13 Nach dem klaren Wortlaut des § 10 Abs. 5 zweiter Satz StbG müssen die eigenen Einkünfte im geltend gemachten Zeitraum dem Fremden eine Lebensführung ohne Inanspruchnahme von Sozialhilfeleistungen der Gebietskörperschaften ermöglichen und der Höhe nach dem Durchschnitt der Richtsätze des § 293 ASVG der letzten drei Jahre entsprechen. Die Voraussetzungen der Lebensführung ohne Inanspruchnahme von Sozialhilfeleistungen einerseits und die den Ausgleichszulagenrichtsätzen entsprechende durchschnittliche Höhe der Einkünfte andererseits müssen demnach kumulativ vorliegen (vgl. VwGH 4.4.2019, Ra 2019/01/0085; 27.11.2020, Ro 2020/01/0001, mwN). Deshalb reicht allein ein über dem Durchschnitt der Ausgleichszulagenrichtsätze der letzten drei Jahre liegendes Einkommen des Antragstellers für das Vorliegen der Verleihungsvoraussetzung des § 10 Abs. 1 Z 7 iVm Abs. 5 StbG nicht aus (vgl. erneut VwGH 27.11.2020, Ro 2020/01/0001).

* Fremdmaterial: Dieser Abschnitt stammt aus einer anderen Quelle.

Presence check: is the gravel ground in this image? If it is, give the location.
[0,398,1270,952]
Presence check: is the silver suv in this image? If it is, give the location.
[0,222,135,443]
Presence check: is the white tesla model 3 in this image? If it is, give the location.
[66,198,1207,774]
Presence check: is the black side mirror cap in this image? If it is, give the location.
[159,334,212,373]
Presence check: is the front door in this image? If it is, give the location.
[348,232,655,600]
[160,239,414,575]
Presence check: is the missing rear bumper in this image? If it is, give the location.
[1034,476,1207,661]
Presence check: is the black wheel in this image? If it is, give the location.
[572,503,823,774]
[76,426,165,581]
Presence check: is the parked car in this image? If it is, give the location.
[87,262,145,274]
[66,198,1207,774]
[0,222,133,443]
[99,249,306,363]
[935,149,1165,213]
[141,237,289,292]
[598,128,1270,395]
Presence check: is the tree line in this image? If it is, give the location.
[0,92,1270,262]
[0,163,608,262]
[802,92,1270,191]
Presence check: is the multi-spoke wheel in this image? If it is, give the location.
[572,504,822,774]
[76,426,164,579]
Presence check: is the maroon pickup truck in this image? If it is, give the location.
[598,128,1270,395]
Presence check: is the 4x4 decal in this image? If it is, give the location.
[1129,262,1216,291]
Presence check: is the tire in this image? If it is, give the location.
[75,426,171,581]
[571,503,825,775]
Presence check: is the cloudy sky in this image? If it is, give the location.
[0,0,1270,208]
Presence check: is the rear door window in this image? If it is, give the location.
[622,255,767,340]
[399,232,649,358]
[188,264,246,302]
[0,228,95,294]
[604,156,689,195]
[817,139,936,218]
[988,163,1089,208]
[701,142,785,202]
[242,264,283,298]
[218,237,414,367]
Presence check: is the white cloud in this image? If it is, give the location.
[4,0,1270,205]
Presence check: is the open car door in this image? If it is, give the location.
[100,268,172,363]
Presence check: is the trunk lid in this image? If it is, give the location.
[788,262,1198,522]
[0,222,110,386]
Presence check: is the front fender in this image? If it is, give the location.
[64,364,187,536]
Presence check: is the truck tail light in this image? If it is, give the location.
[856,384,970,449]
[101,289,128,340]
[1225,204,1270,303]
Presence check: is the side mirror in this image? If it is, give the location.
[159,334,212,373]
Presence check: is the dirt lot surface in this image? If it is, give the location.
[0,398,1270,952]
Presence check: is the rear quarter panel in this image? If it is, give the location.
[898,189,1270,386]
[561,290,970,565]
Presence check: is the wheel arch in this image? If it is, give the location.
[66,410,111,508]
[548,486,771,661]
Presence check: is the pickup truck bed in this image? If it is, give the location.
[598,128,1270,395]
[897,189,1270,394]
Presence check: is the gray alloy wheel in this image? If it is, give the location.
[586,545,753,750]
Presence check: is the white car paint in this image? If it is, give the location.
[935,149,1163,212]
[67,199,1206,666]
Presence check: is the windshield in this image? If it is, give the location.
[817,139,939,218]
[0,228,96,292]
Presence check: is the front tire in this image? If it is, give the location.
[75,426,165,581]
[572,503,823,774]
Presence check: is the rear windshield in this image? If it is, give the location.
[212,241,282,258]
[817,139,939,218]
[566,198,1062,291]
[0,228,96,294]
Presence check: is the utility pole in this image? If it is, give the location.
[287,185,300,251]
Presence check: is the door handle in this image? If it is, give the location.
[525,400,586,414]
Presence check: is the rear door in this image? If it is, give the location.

14 Gemäß § 10 Abs. 1 Z 7 iVm Abs. 5 StbG muss der Bezug von Sozialhilfeleistungen durch dritte Personen, die mit dem Antragsteller (ohne Unterhaltsverpflichtungen) im gemeinsamen Haushalt leben, dem Antragsteller zugerechnet werden, wenn die Sozialhilfeleistungen dem Antragsteller in wirtschaftlicher Betrachtungsweise zugutekommen. In diesem Fall kann er daher keine „Lebensführung ohne Inanspruchnahme von Sozialhilfeleistungen der Gebietskörperschaften“ nachweisen (vgl. grundlegend VwGH 12.12.2019, Ro 2019/01/0010; sowie VwGH 27.11.2020, Ro 2020/01/0001, mwN).

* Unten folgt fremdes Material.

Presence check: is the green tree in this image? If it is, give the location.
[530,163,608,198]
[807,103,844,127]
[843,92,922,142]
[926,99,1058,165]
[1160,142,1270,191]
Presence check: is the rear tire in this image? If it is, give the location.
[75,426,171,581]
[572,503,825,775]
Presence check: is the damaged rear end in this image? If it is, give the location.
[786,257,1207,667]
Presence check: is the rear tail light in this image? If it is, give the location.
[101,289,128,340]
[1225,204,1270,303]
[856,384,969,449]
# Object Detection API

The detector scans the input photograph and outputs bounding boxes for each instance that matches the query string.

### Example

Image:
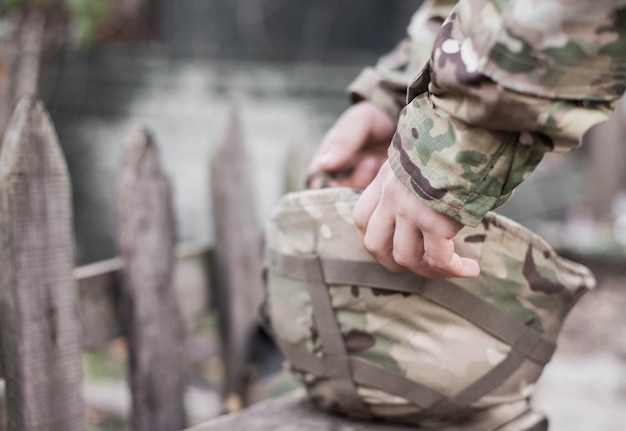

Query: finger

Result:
[393,217,424,275]
[329,155,385,190]
[423,233,480,278]
[312,124,368,171]
[363,204,407,272]
[352,179,380,242]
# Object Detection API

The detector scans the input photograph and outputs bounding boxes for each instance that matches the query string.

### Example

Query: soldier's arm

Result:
[354,0,626,277]
[348,0,457,121]
[389,0,626,225]
[308,0,456,188]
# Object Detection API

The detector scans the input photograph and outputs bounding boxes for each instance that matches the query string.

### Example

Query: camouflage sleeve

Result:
[389,0,626,226]
[348,0,457,120]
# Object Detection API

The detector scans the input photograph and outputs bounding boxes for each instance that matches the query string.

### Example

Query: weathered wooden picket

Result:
[0,97,260,431]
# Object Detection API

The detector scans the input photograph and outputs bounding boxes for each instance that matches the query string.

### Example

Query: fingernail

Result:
[319,151,337,165]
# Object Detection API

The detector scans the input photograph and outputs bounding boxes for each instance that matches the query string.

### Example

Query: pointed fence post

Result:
[118,129,185,431]
[210,108,263,411]
[0,97,85,431]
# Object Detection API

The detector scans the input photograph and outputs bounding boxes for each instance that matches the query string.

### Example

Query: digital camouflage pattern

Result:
[264,188,594,431]
[350,0,626,226]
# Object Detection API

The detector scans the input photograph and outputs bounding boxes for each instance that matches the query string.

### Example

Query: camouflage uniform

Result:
[264,0,626,431]
[350,0,626,226]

15 Eine gemeinsame Haushaltsführung legt in wirtschaftlicher Betrachtungsweise nahe, dass die von den Haushaltsmitgliedern der Revisionswerberin bezogene Mindestsicherung auch der Revisionswerberin zugutekommt. In einem solchen Fall obliegt es der Revisionswerberin als Antragstellerin, im Rahmen ihrer Mitwirkungspflicht diese Annahme zu widerlegen (vgl. wiederum VwGH 12.12.2019, Ro 2019/01/0010; sowie VwGH 7.9.2020, Ra 2020/01/0135).

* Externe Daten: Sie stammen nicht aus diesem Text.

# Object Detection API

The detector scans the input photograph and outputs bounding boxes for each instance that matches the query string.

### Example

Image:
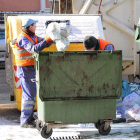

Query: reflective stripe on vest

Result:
[98,38,116,50]
[13,32,38,66]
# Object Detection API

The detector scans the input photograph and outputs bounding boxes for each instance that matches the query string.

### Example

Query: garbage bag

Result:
[60,22,71,37]
[46,22,61,41]
[123,92,140,111]
[47,22,71,51]
[129,81,140,94]
[56,37,70,51]
[116,97,125,118]
[121,80,131,100]
[125,104,140,121]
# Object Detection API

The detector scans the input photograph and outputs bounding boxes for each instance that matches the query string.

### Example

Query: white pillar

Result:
[40,0,46,11]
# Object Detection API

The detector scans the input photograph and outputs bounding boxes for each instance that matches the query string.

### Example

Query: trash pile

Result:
[116,80,140,122]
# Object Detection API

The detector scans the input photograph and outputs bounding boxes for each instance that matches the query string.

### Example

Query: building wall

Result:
[0,0,50,12]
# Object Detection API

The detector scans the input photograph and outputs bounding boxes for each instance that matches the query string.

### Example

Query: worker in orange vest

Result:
[83,36,116,51]
[13,19,53,128]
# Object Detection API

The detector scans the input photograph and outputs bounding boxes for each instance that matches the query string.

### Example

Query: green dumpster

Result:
[34,50,122,138]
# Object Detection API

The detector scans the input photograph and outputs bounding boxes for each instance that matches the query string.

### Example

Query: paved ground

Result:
[0,70,140,140]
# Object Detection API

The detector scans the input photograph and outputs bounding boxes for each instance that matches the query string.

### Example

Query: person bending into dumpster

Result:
[14,19,53,128]
[83,36,116,51]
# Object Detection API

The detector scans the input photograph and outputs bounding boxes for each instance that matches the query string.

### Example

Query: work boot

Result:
[21,118,36,128]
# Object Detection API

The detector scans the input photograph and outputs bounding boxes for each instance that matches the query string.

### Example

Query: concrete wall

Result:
[0,0,50,12]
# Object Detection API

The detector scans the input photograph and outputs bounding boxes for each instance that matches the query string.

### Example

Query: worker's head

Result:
[83,36,98,51]
[22,18,38,33]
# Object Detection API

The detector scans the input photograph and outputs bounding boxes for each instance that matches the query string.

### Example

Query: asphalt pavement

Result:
[0,69,140,140]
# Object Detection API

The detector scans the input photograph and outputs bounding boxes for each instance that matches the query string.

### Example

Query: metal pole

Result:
[66,0,68,14]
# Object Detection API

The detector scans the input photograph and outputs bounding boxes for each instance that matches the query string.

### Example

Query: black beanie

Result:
[83,36,97,50]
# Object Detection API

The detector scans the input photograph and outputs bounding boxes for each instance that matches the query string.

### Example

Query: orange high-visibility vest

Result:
[12,32,38,66]
[98,38,116,50]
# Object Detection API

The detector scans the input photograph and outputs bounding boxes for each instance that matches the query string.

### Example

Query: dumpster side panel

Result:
[35,51,122,101]
[38,93,116,124]
[35,51,122,124]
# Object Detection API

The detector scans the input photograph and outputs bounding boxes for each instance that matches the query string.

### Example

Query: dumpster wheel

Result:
[98,122,111,135]
[40,125,53,139]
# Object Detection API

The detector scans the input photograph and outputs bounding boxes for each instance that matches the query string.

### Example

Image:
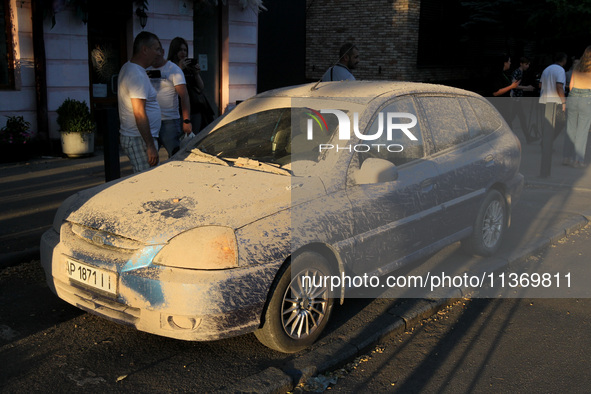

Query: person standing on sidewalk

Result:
[562,46,591,168]
[148,43,193,157]
[509,57,539,144]
[539,52,567,177]
[490,54,521,125]
[117,31,162,173]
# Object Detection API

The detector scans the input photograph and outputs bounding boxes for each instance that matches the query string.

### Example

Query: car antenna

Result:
[310,46,354,92]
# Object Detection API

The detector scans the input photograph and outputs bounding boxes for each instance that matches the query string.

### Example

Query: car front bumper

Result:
[41,224,281,341]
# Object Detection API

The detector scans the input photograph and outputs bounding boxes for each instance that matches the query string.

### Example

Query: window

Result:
[468,98,503,134]
[0,0,14,89]
[419,97,470,151]
[359,97,425,166]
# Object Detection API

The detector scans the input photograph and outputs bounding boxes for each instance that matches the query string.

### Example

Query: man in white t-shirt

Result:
[539,52,567,177]
[322,43,359,82]
[148,50,193,157]
[117,31,162,173]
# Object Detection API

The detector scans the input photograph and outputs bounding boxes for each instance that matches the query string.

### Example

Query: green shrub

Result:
[0,116,31,144]
[57,98,96,133]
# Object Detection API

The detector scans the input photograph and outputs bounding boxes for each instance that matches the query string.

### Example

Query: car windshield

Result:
[187,108,338,168]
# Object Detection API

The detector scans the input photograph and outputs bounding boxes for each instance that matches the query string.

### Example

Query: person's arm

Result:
[493,81,521,97]
[174,84,193,134]
[131,98,158,167]
[556,82,566,111]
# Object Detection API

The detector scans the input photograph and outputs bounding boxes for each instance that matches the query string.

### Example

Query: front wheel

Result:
[462,190,507,256]
[255,251,333,353]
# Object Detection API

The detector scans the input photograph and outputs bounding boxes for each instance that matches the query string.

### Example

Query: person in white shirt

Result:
[322,43,359,82]
[539,52,568,177]
[117,31,162,173]
[148,45,193,157]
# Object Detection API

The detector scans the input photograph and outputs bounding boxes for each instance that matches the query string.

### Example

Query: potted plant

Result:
[57,98,96,157]
[0,116,33,163]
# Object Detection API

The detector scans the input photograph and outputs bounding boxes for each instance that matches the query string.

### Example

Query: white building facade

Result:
[0,0,260,145]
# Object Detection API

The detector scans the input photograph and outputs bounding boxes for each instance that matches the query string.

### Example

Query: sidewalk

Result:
[0,130,591,392]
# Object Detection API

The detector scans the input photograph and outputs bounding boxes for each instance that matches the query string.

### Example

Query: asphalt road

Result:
[309,226,591,393]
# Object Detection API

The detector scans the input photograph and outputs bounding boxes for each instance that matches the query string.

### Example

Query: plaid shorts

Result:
[119,135,158,174]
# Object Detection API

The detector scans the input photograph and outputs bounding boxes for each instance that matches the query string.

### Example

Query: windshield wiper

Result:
[226,157,291,175]
[187,148,230,167]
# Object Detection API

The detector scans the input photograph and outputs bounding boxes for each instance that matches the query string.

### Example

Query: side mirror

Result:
[354,157,398,185]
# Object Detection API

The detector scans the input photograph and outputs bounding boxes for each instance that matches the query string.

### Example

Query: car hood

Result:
[66,161,324,244]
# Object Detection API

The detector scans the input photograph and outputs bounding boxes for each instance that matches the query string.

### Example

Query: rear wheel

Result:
[462,190,507,256]
[255,251,333,353]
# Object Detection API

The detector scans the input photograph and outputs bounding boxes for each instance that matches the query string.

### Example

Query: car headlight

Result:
[53,193,78,234]
[154,226,238,269]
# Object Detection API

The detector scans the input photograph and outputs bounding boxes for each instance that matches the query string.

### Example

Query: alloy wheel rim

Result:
[281,269,328,339]
[482,200,504,248]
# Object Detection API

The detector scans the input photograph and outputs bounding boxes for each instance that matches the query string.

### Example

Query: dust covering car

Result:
[41,81,523,352]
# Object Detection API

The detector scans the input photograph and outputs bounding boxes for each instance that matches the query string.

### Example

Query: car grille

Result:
[72,224,143,251]
[55,281,141,326]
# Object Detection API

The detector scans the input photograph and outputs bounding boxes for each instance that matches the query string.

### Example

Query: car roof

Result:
[257,81,480,104]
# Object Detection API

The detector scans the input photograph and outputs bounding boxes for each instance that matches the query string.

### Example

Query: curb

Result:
[223,210,591,394]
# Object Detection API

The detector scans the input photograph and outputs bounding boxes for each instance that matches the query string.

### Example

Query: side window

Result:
[359,97,425,166]
[0,0,14,89]
[467,97,503,134]
[419,96,470,151]
[458,97,484,138]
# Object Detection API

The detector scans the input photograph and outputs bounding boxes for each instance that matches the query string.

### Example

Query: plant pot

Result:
[60,132,94,157]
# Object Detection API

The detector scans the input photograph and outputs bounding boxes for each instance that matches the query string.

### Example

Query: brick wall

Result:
[306,0,478,82]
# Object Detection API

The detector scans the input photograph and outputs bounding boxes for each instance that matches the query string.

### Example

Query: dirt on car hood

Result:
[66,161,323,244]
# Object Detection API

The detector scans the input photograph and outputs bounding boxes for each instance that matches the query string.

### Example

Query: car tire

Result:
[462,190,507,256]
[255,251,333,353]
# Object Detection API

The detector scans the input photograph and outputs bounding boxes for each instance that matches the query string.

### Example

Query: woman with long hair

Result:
[168,37,214,133]
[562,46,591,168]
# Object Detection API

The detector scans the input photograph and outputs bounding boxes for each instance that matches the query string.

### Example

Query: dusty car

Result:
[41,81,523,352]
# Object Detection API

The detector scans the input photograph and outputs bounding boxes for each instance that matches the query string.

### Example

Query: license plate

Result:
[66,259,117,294]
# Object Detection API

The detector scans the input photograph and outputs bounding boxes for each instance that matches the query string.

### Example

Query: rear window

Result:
[419,96,470,151]
[465,97,503,136]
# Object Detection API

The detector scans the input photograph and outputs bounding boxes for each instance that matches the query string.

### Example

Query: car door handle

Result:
[421,178,435,193]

16 Entgegen dem Zulässigkeitsvorbringen der Revision legte das Verwaltungsgericht nachvollziehbar dar, wie es zum Ergebnis gelangte, dass die Voraussetzungen der Lebensführung ohne Inanspruchnahme von Sozialhilfeleistungen fallbezogen nicht vorliege. Dabei führte es unter anderem ins Treffen, dass die von der Mutter und der Schwester bezogene Mindestsicherung der Revisionswerberin wirtschaftlich zugutekomme, da eine gemeinsame Haushaltsführung (mit anteiliger Tragung der Mietkosten) vorliege, sodass sich der Wohnkostenanteil für die Revisionswerberin erheblich verringere. Dafür spricht zudem der für die wirtschaftliche Betrachtungsweise ebenfalls bedeutsame Umstand, dass die Revisionswerberin nach den Feststellungen im angefochtenen Erkenntnis bloß ein Drittel des monatlichen Mietzinses begleicht und alleinige Mieterin der gemeinsam bewohnten Wohnung ihre Mutter ist und sich die Möglichkeit der Revisionswerberin, dort wohnversorgt zu sein, in zivilrechtlicher Hinsicht einzig aus einem sogenannten familienrechtlichen Wohnverhältnis ableitet (vgl. zu diesem Begriff etwa RIS‑Justiz RS0109359; RS0020495 [insbesondere T2]).
17 Das Verwaltungsgericht ist mit seinen Erwägungen nicht von der dargestellten Rechtsprechung abgewichen.
18 Sofern in der Zulässigkeitsbegründung der Revision weiters argumentiert wird, die Revisionswerberin habe im Beschwerdeverfahren (durch Vorlage von Urkunden und eigene Angaben) den Nachweis erbracht, dass sie die Mindestsicherungsleistungen ihrer Mutter und Schwester für eine entsprechende Lebensführung gar nicht benötige, genügt es darauf hinzuweisen, dass das Kriterium der „Benötigung“ der Leistungen nach dem oben Gesagten nicht maßgeblich ist (vgl. zum bereits erwähnten und relevanten Aspekt des [anteiligen] Zugutekommens in wirtschaftlicher Betrachtungsweise auch VwGH 10.11.2021, Ra 2021/01/0338 bis 0340).
19 In der Revision werden somit keine Rechtsfragen aufgeworfen, denen im Sinne des Art. 133 Abs. 4 B‑VG grundsätzliche Bedeutung zukäme. Die Revision war daher zurückzuweisen.